The Mortgage Bankers Association said the average contract rate on a 30-year fixed-rate mortgage climbed 15 basis points to 7.31% in the week ended Aug. 18. That came after yields on the government bonds that influence home-loan rates surged to the highest since the 2007-2009 financial crisis.
Yields on Treasury securities have marched higher throughout the summer as surprisingly strong data on the U.S. economy reshaped investors’ thinking about how long the Federal Reserve will keep interest rates high. The Fed has lifted its benchmark policy rate from near zero in March 2022 to 5.25% to 5.50% currently to beat back the toughest inflation since the 1980s.

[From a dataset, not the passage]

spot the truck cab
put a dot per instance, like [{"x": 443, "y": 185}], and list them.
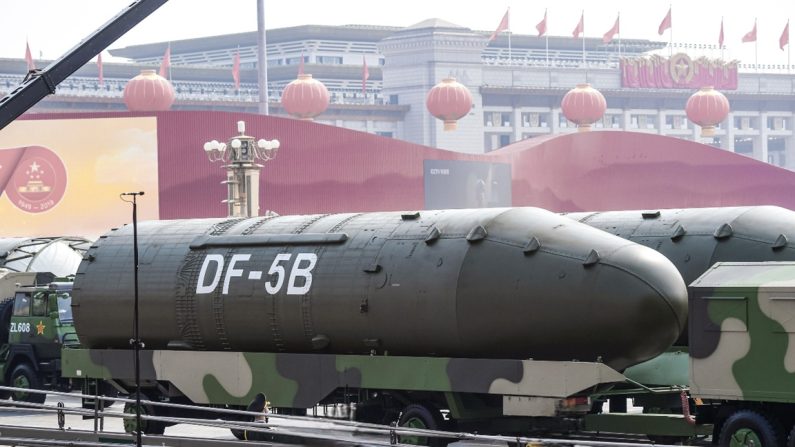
[{"x": 36, "y": 324}]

In an otherwise resilient economy featuring a strong job market and robust consumer spending, the housing market has stood out as the sector most afflicted by the Fed’s aggressive actions to cool demand and undercut inflation.
As borrowing costs surged, home sales tumbled all last year and a hoped-for recovery this year has yet to materialize. Case in point: Sales of previously owned homes, accounting for the majority of U.S. residential real estate transactions, fell for a second month in July to the lowest pace since January.
The MBA data does not point to improvement any time soon. Its index measuring applications for a mortgage for a home purchase sank 5% last week to the lowest since April 1995. It was the largest weekly decline since April.
Joel Kan, MBA’s deputy chief economist, said, “Homebuyers withdrew from the market due to the elevated rate environment and the erosion of purchasing power. Low housing supply is also keeping home prices high in many markets, adding to the affordability hurdles buyers are facing.”
Applications to refinance existing loans fell to the lowest since December, the MBA data showed.
The vast majority of homeowners with existing mortgages have a loan from before interest rates began surging in 2022, which has been a headwind for refinancing activity. That dynamic is also contributing to the lack of housing supply because it is a disincentive to move.